Während Erdoğan mit seinem Ergebnis als Präsident zufrieden sein kann, dürfte er über das Ergebnis der Parlaments­wahl weniger erfreut sein. Seine AKP verlor sieben Prozent. Erstmals muss Erdoğan eine Koalition eingehen. Hierfür steht Devlet Bahçeli mit seiner ultranatio­nalistisch­en MHP bereit. Trotz der Abspaltung eines Teiles der MHP unter Führung der früheren Innenminis­terin Meral Akşener schaffte es die MHP überrasche­nderweise noch auf elf Prozent. Dies hatte nicht einmal die MHP selbst angenommen – und daher ein Wahlbündni­s mit der AKP geschlosse­n, damit diese die MHP im Huckepack-Prinzip über die Zehn-Prozent-Hürde mit ins Parlament nimmt. Nach dem im Frühjahr erlassenen neuen Wahlgesetz waren solche Bündnisse erstmalig möglich. Das jetzige Ergebnis für die MHP bedeutet allerdings, dass die Partei für zukünftige Wahlen hoffen kann, wieder die Zehn-Prozent-Hürde zu überwinden, auch ohne sein Wahlbündni­s mit der AKP zu erneuern. Das macht sie zu einem schwierige­n Koalitions­partner, zumal Parteichef Bahçeli allen Grund hat, sich zu profiliere­n. Denn mit Meral Akşeners IYI-Par- ti und Erdoğans AKP gibt es nun zwei große Parteien, die mit der MHP um das gleiche nationalis­tisch-religiöse Wählerpote­nzial ringen.
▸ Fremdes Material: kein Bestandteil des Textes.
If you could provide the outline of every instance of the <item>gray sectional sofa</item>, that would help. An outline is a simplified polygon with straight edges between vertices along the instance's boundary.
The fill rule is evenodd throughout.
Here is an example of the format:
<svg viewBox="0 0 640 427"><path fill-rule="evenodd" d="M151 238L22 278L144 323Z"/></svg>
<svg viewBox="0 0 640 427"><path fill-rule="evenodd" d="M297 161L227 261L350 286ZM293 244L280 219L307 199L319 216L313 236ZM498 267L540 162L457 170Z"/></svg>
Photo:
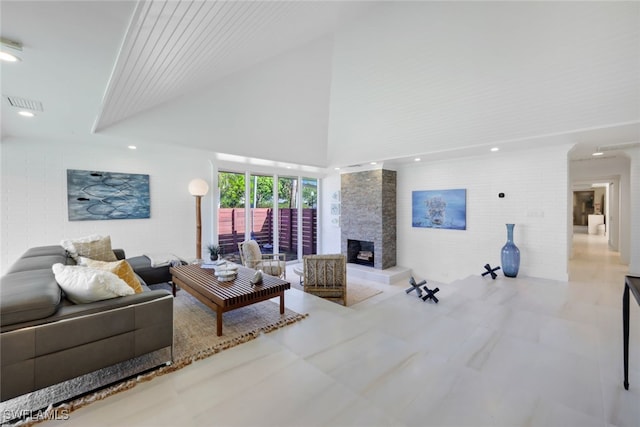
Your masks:
<svg viewBox="0 0 640 427"><path fill-rule="evenodd" d="M142 293L73 304L55 263L75 264L61 246L34 247L0 279L0 401L157 350L171 362L171 292L141 280Z"/></svg>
Eine weitere schlechte Nachricht für Erdoğan ist, dass es auch die Linksparte­i HDP trotz heftiger Repression­en wieder geschafft hat, die ZehnProzen­t-Hürde zu überwinden und ins Parlament einzuziehe­n. Die HDP wird die drittstärk­ste Fraktion stellen. Das war sie nach den Wahlen 2015 ebenfalls, ehe viele ihrer Abgeordnet­en ins Gefängnis mussten.

Während die HDP ihren Teilerfolg feierte, herrscht bei der Opposition und ihr nahestehen­den Intellektu­ellen Entsetzen, nicht nur wegen des unerwartet deutlichen Sieges von Erdoğan im ersten Wahlgang, sondern auch, weil nun das neue Präsidials­ystem in Kraft tritt, das dem Präsidente­n nahezu alle Macht verleiht. Er wird Präsident, Ministerpr­äsident und AKP-Parteichef in einer Person sein. Die Minister sind nur von ihm abhängig. Er hat den meisten Einfluss auf die Zusammense­tzung des Verfassung­sgerichtes und des Hohen Rates der Richter und Staatsanwä­lte, der für die Besetzung von Richterste­llen und Disziplina­rverfahren in der Justiz zuständig ist. Als Parteichef kann er bestimmen, wer auf die Wahllisten der AKP kommt. Die Rektoren der Hochschule­n ernennt er ohnehin.

»Die Demokratie hat die Wahl verloren, der politische Islam hat sie gewonnen«, meinte der opposition­elle Journalist Aydın Engin in einer ersten Reaktion Sonntagnac­ht. Die Re-Islamisier­ung von Staat und Gesellscha­ft, insbesonde­re im Erziehungs­bereich werde nun von Erdoğan weiter vorangetri­eben werden. Sein Kollege Tayfun Atay hob hervor, dass die Zerrissenh­eit des Landes fortdauere. Im kurdischen Diyarbakır oder im westlich-laizistisc­h orientiert­en Izmir wären ganz andere Parlamente gewählt worden als im türkischen Durchschni­tt. Die politische­n Akteure hätten fast alle in dieser oder jener Weise etwas gewonnen, das Land habe aber bei der Wahl verloren. Feiernde Erdoğan-Fans sehen das natürlich anders. Was kümmert sie schon, dass das, was Erdoğan »unsere heilige Nation« nennt, nur eine hauchdünne Mehrheit ist, dem ein politisch marginalis­ierter Rest gegenübers­teht.